Berdampak Pada Pariwisata, Daftar Harga Wajib Disediakan

TANJUNG REDEB – Kepala Dinas Kebudayaan dan Pariwisata (Disbudpar) Berau, Rohaini akhirnya angkat bicara terkait adanya keluhan beberapa pengunjung Tepian Sungai Segah. Keluhan tersebut terkait tidak adanya daftar menu makanan disertai harga pada gerobak atau rombong kuliner yang berjejer di sepanjang Jalan Ahmad Yani tersebut. Kondisi ini, menurutnya, bisa berdampak pada sektor pariwisata. Padahal saat ini Pemkab sedang gencar-gencarnya promosi ke daerah lain maupun mancanegara.

“Walaupun orang menganggap kecil, tapi itu sudah berkesan bagi orang-orang yang datang. Kalau kita tidak bina, bagaimana pun nantinya, pasti pariwisata yang kena.
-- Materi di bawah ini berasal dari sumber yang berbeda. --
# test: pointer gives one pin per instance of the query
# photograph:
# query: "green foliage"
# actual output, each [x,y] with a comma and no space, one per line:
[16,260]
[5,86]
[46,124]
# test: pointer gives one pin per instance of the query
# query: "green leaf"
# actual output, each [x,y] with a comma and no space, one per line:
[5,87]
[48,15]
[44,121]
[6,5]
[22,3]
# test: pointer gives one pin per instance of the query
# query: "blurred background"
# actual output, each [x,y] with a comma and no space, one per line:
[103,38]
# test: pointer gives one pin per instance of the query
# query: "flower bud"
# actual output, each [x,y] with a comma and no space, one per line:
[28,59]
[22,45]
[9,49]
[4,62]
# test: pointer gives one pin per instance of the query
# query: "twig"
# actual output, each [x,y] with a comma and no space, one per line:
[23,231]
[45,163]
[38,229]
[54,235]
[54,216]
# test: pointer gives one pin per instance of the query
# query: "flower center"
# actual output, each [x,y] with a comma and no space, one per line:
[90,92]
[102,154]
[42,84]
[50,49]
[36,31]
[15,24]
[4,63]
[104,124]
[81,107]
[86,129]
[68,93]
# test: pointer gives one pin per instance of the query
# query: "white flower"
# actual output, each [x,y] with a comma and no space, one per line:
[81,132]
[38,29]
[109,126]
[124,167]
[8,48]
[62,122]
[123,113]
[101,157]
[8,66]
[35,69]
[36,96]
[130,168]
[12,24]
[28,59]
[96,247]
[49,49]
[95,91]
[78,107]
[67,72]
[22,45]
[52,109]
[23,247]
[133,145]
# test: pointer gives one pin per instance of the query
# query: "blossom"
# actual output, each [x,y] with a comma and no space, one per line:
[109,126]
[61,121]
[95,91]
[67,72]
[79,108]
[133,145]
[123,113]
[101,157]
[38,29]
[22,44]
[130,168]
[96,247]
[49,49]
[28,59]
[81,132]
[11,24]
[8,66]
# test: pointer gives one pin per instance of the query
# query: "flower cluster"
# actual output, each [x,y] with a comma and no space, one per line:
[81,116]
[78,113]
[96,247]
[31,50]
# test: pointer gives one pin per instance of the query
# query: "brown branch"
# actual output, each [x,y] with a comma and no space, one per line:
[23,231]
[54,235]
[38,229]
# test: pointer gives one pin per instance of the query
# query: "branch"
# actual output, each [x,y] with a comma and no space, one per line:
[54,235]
Apalagi yang di Tanjung Redeb (Tepian Sungai Segah-red), itu sudah menjadi ikon,” ungkapnya.

Untuk mengantisipasi hal itu agar tak berdampak pada sektor pariwisata, Rohaini pun akan segera berkoordinasi dengan Satuan Kerja Perangkat Daerah (SPKD) terkait. Pihaknya akan meminta adanya standarisasi harga makanan dan minuman yang ada di tempat-tempat wisata.
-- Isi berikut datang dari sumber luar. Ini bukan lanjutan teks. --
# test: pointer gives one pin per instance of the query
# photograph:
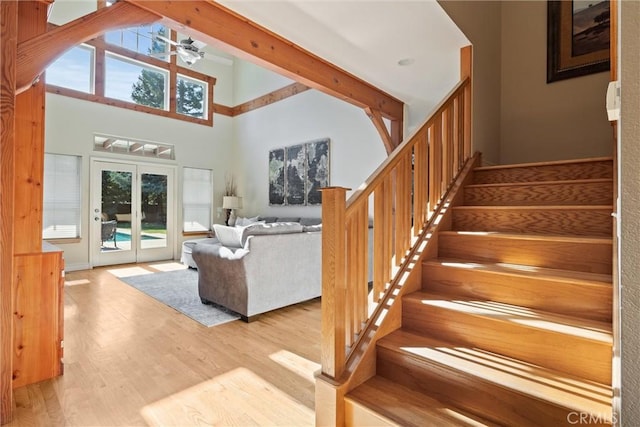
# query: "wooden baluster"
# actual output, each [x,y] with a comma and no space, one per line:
[333,280]
[420,182]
Dijelaskan, pihaknya siap mengkoordinasikan terkait fasilitas pendukung destinasi wisata ini. Dengan gerak cepat tentunya, sebab  memang masalah daftar harga ini  telah menjadi persoalan. Seharusnya standar harga dipajang, sehingga ada kepastian harga untuk setiap makanan atau minuman yang dijual.

Selaku leading sektor pariwisata, pihaknya juga telah mengambil langkah-langkah lain seperti membentuk tim pengawasan dan pemantuan terhadap kuliner di daerah destinasi wisata jika SKPD terkait belum bisa mengakomodir daftar menu tersebut.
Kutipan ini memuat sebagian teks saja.